Processing and microbiological testing of skin samples
The tissue is processed for antimicrobial treatment according to skin bank protocols (Pianigiani et al. 2010, 2013). As a precautional measure, donor skin contaminated with virulent bacteria and critical pathogens, such as Clostridium spp., is not processed but discarded (Pianigiani et al. 2010). Since processing time for cryopreservation must be brief to ensure cell viability, corrective actions cannot usually be performed before packaging.

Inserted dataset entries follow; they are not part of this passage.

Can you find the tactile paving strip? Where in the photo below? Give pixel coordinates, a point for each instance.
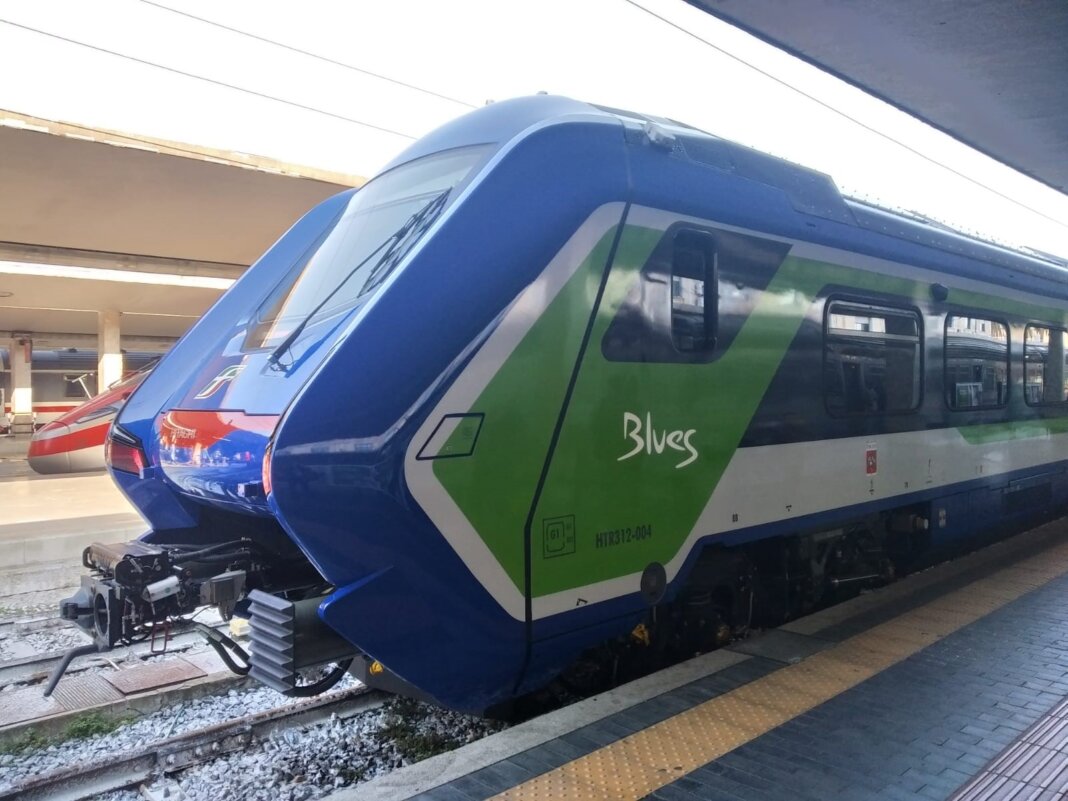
(1034, 768)
(635, 766)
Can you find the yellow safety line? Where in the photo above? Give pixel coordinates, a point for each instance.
(635, 766)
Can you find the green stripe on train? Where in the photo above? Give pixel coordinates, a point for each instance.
(600, 517)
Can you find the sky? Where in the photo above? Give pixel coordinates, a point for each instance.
(345, 87)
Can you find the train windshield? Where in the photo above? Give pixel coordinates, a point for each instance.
(380, 223)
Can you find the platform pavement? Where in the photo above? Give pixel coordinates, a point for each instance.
(46, 521)
(909, 693)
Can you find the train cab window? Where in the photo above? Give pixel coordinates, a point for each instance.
(693, 294)
(872, 359)
(1046, 378)
(976, 362)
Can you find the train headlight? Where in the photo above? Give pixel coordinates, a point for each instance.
(122, 451)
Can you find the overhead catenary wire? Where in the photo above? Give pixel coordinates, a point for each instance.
(310, 55)
(845, 114)
(213, 81)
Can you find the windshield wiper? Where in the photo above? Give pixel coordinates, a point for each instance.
(394, 250)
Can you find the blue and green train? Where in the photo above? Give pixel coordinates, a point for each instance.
(565, 385)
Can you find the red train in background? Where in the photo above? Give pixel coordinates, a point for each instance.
(74, 442)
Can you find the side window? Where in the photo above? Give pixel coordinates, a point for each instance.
(872, 359)
(1043, 365)
(693, 293)
(976, 362)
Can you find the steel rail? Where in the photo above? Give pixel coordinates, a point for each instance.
(184, 751)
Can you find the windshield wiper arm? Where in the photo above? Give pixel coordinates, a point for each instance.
(421, 219)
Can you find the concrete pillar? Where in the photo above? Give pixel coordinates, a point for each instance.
(109, 354)
(21, 389)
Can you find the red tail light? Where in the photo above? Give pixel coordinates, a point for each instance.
(124, 455)
(266, 468)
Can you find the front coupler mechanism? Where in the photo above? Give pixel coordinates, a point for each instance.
(139, 591)
(136, 589)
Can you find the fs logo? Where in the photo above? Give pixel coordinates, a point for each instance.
(219, 381)
(648, 439)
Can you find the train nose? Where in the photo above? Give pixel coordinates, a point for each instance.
(48, 451)
(216, 454)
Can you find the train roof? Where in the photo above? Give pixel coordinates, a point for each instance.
(810, 191)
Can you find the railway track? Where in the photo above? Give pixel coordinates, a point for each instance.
(36, 669)
(176, 754)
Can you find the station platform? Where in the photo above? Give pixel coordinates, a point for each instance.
(47, 520)
(949, 684)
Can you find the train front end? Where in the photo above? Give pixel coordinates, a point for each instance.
(267, 450)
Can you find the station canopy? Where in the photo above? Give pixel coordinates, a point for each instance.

The pre-processing sample (fragments of at least 5 cm2 from different body areas) for microbiological testing is obtained during procurement in the operating theatre and placed in sterile saline without antibiotics. During processing, the skin undergoes serial steps in normal saline and cryoprotectant solution (D-MEM, 15 % glycerol, P/S, gentamycin sulphate 100 μg/ml and amphotericin B 5 μg/ml). It is then packaged and frozen at −80 °C in a programmable slow-rate freezer (Planer-Kryosave Integra, mod. 750). The post-processing sample (i.e., after packaging and freezing) is sent to the microbiology laboratory, where bacteriological and mycological protocols are applied. In bacterial testing protocol, samples are considered negative if bacteria do not grow for 48, 72 h and 30 days in aerobic, anaerobic and slow-growing cultures, respectively. Cultures are scored positive even for a single bacterial colony identified to genus and species level using selective media and semi-automatic biochemical tests (ATB-BioMerieux). According to the species identified an antibiogram is also performed. Slow-growing bacteria (e.g. mycobacteria) are identified by 16S rRNA sequencing. For mycological protocol, samples are treated as for the previous protocol using Sabouraud agar with chloramphenicol and incubated at +28 °C in air for 21 days. This period enables detection of fast-, medium- and slow-growing mycetes. If no yeast or fungi grow in 21 days the sample is declared negative. If yeast colonies grow their genus and species are determined by means of selective chromogenic substrates (ChromAgar and Sabouraud cycloheximide agar, BioMerieux) and semiautomatic biochemical tests (ATB-BioMerieux). If filamentous fungal colonies grow they are identified by microscopic observation after staining with lactophenol cotton blue or by slide culture.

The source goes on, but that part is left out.